GBP/USD Conversion on Target for May Highs
The savage sell-off witnessed on the pound to dollar exchange rate pairing following the release of inflation data on Tuesday proved to be short-lived and an attempt to test May highs has since taken place.
"Resistance is now likely at 1.586 or so, at which point sterling will have retraced 50% of the previous decline." - Charles Stanley.
In the wake of news that the UK had slipped into deflation, for the first time since 1960, sterling quickly slunk to support at the 1.55 level against the dollar. This level was significant as we thought there would be enough buying interest at this discounted price to arrest declines.

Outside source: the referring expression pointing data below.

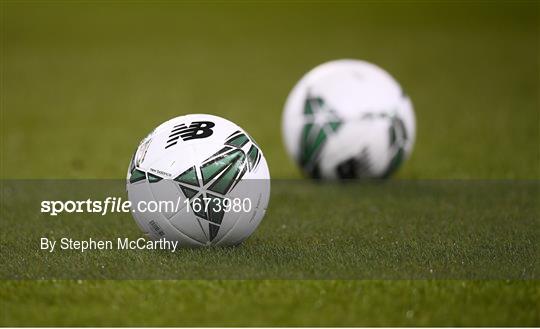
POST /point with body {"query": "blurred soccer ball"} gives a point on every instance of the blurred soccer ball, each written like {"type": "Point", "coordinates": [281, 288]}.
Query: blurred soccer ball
{"type": "Point", "coordinates": [348, 119]}
{"type": "Point", "coordinates": [213, 173]}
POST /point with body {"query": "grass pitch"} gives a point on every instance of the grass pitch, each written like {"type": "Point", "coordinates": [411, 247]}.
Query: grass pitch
{"type": "Point", "coordinates": [83, 83]}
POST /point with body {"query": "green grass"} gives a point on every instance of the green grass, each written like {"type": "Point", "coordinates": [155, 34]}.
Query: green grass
{"type": "Point", "coordinates": [83, 83]}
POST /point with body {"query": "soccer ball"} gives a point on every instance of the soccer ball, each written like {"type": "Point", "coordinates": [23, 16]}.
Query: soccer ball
{"type": "Point", "coordinates": [348, 119]}
{"type": "Point", "coordinates": [200, 180]}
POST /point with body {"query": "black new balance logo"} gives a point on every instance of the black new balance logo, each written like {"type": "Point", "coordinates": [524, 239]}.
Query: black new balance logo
{"type": "Point", "coordinates": [197, 129]}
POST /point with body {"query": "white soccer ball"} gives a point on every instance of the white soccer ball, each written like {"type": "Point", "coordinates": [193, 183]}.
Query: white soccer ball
{"type": "Point", "coordinates": [198, 179]}
{"type": "Point", "coordinates": [348, 119]}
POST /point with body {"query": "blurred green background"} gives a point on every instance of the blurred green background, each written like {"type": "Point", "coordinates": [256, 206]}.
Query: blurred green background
{"type": "Point", "coordinates": [82, 83]}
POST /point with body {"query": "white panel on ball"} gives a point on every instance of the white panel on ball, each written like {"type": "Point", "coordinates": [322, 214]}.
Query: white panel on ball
{"type": "Point", "coordinates": [200, 164]}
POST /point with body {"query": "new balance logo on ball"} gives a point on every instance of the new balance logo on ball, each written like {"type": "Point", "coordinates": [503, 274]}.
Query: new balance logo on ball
{"type": "Point", "coordinates": [197, 129]}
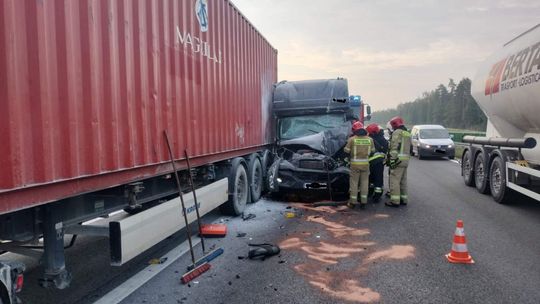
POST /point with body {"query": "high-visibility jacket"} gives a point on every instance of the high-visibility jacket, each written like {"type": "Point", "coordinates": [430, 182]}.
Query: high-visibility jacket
{"type": "Point", "coordinates": [400, 145]}
{"type": "Point", "coordinates": [381, 148]}
{"type": "Point", "coordinates": [360, 148]}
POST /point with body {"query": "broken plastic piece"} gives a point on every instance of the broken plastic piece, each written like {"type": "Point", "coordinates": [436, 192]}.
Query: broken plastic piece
{"type": "Point", "coordinates": [290, 214]}
{"type": "Point", "coordinates": [157, 261]}
{"type": "Point", "coordinates": [263, 251]}
{"type": "Point", "coordinates": [248, 217]}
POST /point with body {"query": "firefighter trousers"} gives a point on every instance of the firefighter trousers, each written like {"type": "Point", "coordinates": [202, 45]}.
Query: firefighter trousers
{"type": "Point", "coordinates": [376, 178]}
{"type": "Point", "coordinates": [359, 182]}
{"type": "Point", "coordinates": [398, 184]}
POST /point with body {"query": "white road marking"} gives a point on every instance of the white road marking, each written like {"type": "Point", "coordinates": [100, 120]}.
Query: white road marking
{"type": "Point", "coordinates": [135, 282]}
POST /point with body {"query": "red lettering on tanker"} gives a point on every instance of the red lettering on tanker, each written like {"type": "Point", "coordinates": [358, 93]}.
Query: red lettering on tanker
{"type": "Point", "coordinates": [517, 70]}
{"type": "Point", "coordinates": [494, 78]}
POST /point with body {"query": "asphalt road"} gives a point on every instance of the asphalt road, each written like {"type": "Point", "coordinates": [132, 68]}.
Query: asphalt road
{"type": "Point", "coordinates": [334, 255]}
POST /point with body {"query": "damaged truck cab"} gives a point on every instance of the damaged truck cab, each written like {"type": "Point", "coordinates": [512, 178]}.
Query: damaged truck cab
{"type": "Point", "coordinates": [312, 120]}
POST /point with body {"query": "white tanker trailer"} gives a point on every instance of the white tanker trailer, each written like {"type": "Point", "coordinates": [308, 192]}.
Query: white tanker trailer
{"type": "Point", "coordinates": [507, 88]}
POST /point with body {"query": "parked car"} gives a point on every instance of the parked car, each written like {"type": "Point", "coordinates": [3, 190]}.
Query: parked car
{"type": "Point", "coordinates": [431, 141]}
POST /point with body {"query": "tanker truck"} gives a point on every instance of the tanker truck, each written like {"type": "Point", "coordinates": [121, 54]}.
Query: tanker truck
{"type": "Point", "coordinates": [507, 88]}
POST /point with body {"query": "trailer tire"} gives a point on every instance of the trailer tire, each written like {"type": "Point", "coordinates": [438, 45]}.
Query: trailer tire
{"type": "Point", "coordinates": [497, 172]}
{"type": "Point", "coordinates": [256, 178]}
{"type": "Point", "coordinates": [467, 168]}
{"type": "Point", "coordinates": [238, 188]}
{"type": "Point", "coordinates": [4, 295]}
{"type": "Point", "coordinates": [481, 180]}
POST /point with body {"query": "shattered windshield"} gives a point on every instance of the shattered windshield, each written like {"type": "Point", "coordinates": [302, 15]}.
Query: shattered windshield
{"type": "Point", "coordinates": [294, 127]}
{"type": "Point", "coordinates": [434, 133]}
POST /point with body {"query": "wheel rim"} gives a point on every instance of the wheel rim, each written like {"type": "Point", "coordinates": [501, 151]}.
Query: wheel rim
{"type": "Point", "coordinates": [496, 179]}
{"type": "Point", "coordinates": [480, 172]}
{"type": "Point", "coordinates": [466, 166]}
{"type": "Point", "coordinates": [257, 179]}
{"type": "Point", "coordinates": [241, 192]}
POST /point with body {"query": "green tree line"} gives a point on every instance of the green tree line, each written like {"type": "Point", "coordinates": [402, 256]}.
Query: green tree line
{"type": "Point", "coordinates": [452, 107]}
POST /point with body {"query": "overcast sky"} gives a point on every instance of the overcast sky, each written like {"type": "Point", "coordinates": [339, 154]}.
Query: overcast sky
{"type": "Point", "coordinates": [390, 51]}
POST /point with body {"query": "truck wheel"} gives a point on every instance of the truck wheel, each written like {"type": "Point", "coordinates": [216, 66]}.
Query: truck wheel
{"type": "Point", "coordinates": [481, 174]}
{"type": "Point", "coordinates": [466, 168]}
{"type": "Point", "coordinates": [266, 161]}
{"type": "Point", "coordinates": [238, 188]}
{"type": "Point", "coordinates": [499, 191]}
{"type": "Point", "coordinates": [255, 177]}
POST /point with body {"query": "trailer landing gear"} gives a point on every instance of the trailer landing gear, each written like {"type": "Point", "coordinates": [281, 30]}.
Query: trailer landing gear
{"type": "Point", "coordinates": [56, 274]}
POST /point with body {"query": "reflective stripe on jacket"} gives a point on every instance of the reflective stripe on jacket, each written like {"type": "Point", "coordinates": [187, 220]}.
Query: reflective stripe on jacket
{"type": "Point", "coordinates": [400, 144]}
{"type": "Point", "coordinates": [360, 148]}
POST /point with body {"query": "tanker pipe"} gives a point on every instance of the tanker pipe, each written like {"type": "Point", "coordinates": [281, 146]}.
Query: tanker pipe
{"type": "Point", "coordinates": [527, 143]}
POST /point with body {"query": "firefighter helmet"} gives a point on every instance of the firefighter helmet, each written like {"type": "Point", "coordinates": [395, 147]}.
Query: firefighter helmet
{"type": "Point", "coordinates": [357, 125]}
{"type": "Point", "coordinates": [396, 122]}
{"type": "Point", "coordinates": [373, 129]}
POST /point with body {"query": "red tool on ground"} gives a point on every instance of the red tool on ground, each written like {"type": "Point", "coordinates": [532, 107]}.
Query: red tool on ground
{"type": "Point", "coordinates": [213, 230]}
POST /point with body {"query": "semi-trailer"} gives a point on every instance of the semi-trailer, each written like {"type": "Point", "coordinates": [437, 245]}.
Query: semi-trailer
{"type": "Point", "coordinates": [87, 90]}
{"type": "Point", "coordinates": [507, 89]}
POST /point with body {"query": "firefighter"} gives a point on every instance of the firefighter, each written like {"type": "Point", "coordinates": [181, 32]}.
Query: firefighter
{"type": "Point", "coordinates": [360, 147]}
{"type": "Point", "coordinates": [400, 146]}
{"type": "Point", "coordinates": [376, 162]}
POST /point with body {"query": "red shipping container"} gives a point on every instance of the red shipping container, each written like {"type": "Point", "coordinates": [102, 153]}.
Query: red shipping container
{"type": "Point", "coordinates": [88, 87]}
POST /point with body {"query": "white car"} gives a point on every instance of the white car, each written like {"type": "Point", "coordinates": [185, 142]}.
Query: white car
{"type": "Point", "coordinates": [431, 141]}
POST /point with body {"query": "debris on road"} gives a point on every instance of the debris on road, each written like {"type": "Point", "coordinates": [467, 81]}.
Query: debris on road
{"type": "Point", "coordinates": [263, 251]}
{"type": "Point", "coordinates": [330, 203]}
{"type": "Point", "coordinates": [290, 214]}
{"type": "Point", "coordinates": [213, 230]}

We also mentioned that we thought any weakness in the British pound exchange rate complex owing to the deflation news would ultimately be short-lived as the Bank of England have warned inflation will start increasing again towards the year end.
Had sterling broken the strong 1.55 support the gates would have been left be wide open for 1.54 and then 1.52 to be taken out. This did not occur, but should a new GBP sell-off occur this prediction remains valid. Instead, support has held and there are signs that sterling-dollar could be about to attack recent highs once more.
While the pound sterling remains favoured at the present time the US dollar continues to struggle with markets unconvinced that the US economy is growing at the speed needed to support a rising dollar exchange rate complex. “It still remains to be seen whether this is just a move lower in a range or if we are resuming a downward trend. For the time being we remain cautious and maintain a neutral stance with minimum positioning,” say Goldman Sachs in a strategy note on the GBP-USD to clients.
Keep in mind that all quotes in this article reference the inter-bank spot rate. Your bank transfer will affix a spread at discretion. Independent providers are however able to get you closer to the spot market rate, in some cases this can deliver up to 5% more currency. Find out more.
How High can the GBP-USD Climb?
Also urging caution at the present time is analyst Bill McNamara at Charles Stanley who points out that the sterling to dollar exchange rate is now potentially overbought:
“Last week I noted that sterling looked like it had further to run relative to the dollar and that if the January peak at 1.55 was successfully negotiated we would probably see a continuation of the rally up to 1.575. Last week’s closing high was 1.5774 and although the pound continues to display strong upside momentum it is worth highlighting the fact that this strength has also left it looking relatively overbought.
“Consequently, resistance is now likely at 1.586 or so, at which point sterling will have retraced 50% of the previous decline.”
Longer-Term - be Wary of the US Dollar Return to Strength
The dollar basket (a combination of all the major US dollar based currency pairs) has fallen by around 6% over the course of the past 4-5 weeks. Despite the recent weakness there remains an almost unanimous view amongst those institutions we follow that US dollar strength will make a return.
“The Fed is in no rush to hike rates due to weak U.S. data. USD short-term consolidation may continue. However, in the medium and long term, the USD uptrend may resume as current USD cumulative increases are still lower than the historical average,” warn Citibank in Hong Kong in a currency research note released on the 18th of May.
It would appear then that the USD return-to-form story remains a question of timing - i.e. at what stage do we call an end to the pound v dollar exchange rate’s climb or will the pound itself become the ‘new US dollar’ in which case it could keep on climbing?
Michael Stanes, Investment Director at Heartwood Investment Management, says he believes the worst of the run of poor US economic data releases has passed us, and he believes that the Federal Reserve will be the first central bank in the G4 to raise rates, which should favour a stronger US dollar trend over the longer term.
However, sterling is looking good too and has enjoyed a post-election bounce with currency markets deciding to overlook the Bank of England’s revision lower of growth forecasts this year. UK rate expectations have been pushed back to the second quarter of next year though which could weigh on the outlook.
In the near-term we continue favour the GBP as it has the benefit of momentum in its sails, while we remain uncertain as to just how much the UK unit will be hurt by a return to strength by the dollar.
“For the GBP, since the Conservative Party won a majority, clearing uncertainty and upbeat U.K. job data came in, the GBP may rise to 1.63 for the coming 0-3 months. However, the GBP may test lower to 1.47 for the coming 6-12 months as the U.S. may hike rates earlier than the U.K,” say Citigroup confirming they see weakness ahead in the longer-term timeframes.